Economic growth in the OECD slowed to 0.2% in the third quarter, two tenths less than in the second, with different developments between member countries and a significant drop in activity in Japan.

The Organization for Economic Cooperation and Development (OECD), which published this Thursday, the 20th, aggregate data from the countries for which it has statistics, pointed out that in year-on-year terms growth in the third quarter was 1.5%, two tenths less than in the previous quarter.

If the third quarter is considered in isolation, Japan suffered a 0.4% drop in Gross Domestic Product (GDP), after having increased 0.6% between April and June, due to the decrease in exports, indicated the OECD.

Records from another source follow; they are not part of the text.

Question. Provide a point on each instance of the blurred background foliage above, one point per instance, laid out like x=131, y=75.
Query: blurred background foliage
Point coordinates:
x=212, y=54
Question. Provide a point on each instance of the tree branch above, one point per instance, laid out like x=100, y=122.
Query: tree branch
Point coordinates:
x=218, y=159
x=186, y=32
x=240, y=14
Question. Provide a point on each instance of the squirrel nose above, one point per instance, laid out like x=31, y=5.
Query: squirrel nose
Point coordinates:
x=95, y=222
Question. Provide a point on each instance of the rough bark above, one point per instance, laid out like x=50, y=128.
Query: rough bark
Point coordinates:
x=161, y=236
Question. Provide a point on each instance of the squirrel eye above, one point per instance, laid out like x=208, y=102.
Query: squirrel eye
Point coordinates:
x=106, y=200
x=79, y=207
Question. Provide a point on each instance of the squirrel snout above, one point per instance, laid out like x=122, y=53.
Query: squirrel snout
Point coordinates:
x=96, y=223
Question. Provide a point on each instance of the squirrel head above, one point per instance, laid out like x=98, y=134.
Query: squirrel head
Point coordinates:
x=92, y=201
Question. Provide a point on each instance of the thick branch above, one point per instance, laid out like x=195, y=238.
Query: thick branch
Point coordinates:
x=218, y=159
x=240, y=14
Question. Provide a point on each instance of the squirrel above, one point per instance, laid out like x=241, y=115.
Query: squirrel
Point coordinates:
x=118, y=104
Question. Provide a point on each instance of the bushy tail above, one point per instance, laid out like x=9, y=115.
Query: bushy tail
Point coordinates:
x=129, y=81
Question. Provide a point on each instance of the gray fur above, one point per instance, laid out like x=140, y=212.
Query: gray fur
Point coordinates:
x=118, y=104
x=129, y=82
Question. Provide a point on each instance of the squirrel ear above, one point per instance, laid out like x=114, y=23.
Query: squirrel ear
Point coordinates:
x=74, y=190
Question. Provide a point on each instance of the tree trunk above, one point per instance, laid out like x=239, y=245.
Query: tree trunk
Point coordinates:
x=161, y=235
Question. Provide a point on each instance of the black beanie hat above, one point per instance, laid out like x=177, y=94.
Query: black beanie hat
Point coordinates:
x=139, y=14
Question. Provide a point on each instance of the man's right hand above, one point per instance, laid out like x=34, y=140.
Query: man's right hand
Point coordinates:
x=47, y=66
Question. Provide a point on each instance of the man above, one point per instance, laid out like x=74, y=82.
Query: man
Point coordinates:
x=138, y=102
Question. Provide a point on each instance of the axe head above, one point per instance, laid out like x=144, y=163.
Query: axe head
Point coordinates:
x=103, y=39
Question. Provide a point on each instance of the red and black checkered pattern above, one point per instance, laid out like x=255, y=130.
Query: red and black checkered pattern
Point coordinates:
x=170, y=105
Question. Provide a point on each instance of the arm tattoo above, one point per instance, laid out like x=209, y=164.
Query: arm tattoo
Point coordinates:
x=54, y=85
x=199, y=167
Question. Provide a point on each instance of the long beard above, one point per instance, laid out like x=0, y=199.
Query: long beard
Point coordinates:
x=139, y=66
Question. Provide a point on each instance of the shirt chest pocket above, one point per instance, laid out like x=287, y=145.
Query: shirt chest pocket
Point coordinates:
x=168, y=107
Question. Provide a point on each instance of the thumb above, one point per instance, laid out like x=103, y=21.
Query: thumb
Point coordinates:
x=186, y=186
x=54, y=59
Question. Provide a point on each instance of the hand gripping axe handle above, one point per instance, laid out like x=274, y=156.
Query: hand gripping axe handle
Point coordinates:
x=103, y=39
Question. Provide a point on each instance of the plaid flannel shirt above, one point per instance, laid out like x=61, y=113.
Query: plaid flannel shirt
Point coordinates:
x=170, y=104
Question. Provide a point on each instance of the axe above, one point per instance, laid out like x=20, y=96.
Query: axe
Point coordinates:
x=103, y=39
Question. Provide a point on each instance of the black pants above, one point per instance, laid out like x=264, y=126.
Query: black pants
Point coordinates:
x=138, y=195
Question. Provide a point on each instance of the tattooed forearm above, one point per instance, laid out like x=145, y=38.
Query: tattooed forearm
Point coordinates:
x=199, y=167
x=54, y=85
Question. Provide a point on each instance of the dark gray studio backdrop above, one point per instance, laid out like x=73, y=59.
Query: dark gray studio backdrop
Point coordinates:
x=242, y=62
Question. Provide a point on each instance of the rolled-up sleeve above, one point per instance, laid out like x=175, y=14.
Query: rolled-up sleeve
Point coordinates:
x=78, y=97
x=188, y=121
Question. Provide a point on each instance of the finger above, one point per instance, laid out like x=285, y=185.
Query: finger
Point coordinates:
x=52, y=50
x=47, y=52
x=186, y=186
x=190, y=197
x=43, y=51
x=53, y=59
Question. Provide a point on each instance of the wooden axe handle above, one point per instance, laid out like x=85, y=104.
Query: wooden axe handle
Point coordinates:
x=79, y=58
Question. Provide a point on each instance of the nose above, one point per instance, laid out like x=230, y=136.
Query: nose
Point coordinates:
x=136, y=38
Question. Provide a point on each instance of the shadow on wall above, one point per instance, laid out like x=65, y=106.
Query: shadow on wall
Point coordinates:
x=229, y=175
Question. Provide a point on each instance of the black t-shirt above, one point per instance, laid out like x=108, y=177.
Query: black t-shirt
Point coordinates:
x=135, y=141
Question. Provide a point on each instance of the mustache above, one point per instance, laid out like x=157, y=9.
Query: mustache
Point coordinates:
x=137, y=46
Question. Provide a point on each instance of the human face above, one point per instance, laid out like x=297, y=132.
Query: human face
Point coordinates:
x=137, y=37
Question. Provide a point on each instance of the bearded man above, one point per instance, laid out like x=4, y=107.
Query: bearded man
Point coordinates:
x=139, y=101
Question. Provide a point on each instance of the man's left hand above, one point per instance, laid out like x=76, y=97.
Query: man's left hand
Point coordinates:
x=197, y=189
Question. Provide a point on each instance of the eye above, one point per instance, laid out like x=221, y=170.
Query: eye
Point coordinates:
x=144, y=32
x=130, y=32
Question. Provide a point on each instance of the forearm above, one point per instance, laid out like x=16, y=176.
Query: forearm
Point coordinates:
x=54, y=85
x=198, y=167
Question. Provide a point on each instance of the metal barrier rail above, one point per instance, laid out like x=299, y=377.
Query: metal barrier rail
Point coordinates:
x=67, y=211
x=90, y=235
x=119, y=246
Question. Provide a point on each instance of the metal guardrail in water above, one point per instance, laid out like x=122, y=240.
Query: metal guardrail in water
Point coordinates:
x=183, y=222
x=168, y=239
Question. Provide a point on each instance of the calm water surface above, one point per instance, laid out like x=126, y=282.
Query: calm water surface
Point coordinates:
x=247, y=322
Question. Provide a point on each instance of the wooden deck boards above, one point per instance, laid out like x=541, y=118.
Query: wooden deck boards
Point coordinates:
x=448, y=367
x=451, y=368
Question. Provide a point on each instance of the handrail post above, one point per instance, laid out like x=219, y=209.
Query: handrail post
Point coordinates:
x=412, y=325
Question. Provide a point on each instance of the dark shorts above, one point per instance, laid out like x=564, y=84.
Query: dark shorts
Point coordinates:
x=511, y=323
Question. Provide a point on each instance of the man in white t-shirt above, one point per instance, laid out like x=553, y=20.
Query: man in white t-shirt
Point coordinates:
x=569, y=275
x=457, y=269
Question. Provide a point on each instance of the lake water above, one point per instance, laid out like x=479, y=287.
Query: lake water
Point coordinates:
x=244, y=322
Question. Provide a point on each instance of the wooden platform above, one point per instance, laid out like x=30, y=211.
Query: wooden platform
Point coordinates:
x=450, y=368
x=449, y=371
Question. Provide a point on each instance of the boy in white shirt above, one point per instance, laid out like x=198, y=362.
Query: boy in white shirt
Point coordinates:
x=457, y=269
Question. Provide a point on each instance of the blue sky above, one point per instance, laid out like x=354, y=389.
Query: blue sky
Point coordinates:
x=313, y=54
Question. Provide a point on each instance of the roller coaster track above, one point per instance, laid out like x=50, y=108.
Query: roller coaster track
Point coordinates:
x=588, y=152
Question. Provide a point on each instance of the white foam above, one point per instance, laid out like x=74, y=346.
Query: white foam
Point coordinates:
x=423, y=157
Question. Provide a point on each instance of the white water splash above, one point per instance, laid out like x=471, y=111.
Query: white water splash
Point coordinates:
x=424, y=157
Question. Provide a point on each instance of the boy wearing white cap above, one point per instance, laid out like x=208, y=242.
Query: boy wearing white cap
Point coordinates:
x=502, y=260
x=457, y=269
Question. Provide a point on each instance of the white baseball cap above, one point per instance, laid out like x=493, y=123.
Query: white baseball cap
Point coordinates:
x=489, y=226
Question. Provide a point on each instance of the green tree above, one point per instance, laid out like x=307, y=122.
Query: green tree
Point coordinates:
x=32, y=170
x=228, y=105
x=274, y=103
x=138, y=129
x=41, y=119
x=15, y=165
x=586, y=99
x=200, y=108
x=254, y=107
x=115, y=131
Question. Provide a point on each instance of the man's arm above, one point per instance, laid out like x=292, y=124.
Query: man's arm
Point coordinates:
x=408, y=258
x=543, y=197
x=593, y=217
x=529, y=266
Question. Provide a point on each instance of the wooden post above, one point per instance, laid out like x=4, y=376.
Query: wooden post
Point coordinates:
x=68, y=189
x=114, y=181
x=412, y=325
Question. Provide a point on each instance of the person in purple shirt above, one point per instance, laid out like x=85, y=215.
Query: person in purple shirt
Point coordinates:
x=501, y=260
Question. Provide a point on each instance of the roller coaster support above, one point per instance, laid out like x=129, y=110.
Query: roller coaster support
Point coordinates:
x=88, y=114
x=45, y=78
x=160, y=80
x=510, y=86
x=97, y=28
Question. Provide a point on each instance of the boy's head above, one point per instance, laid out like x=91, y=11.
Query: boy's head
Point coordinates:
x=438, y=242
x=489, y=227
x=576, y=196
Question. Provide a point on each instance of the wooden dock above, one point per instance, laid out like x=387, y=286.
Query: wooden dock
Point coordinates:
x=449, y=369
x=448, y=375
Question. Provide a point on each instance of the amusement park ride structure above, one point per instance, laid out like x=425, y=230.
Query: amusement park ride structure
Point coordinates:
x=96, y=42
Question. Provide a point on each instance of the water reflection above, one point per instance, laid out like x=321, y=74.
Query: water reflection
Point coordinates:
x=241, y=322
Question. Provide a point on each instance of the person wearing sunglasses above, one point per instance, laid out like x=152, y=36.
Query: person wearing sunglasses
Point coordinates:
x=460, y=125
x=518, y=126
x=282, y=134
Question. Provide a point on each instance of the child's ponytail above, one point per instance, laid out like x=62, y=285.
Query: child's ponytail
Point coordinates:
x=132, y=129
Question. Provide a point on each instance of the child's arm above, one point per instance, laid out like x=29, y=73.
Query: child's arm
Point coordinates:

In the absence of data from the United States, another of the most significant developments was the acceleration of activity in France, with an increase of 0.5% between July and September, after an increase of 0.3% in the second quarter.

Spain’s growth in the third quarter, at 0.6%, tripled the OECD and euro zone average and was the seventh highest of the 25 countries for which statistics are available.

The biggest increase was recorded by Israel (3%, after a 1.1% drop between April and June), followed by Costa Rica (1.3% after a 2% increase), Portugal and Slovenia (both 0.8%).

Regarding the year-on-year evolution up to the third quarter, the biggest increase in GDP was that of Ireland (12.3%), followed by Costa Rica (5.1%), Poland (3.7%) and Israel (3.5%).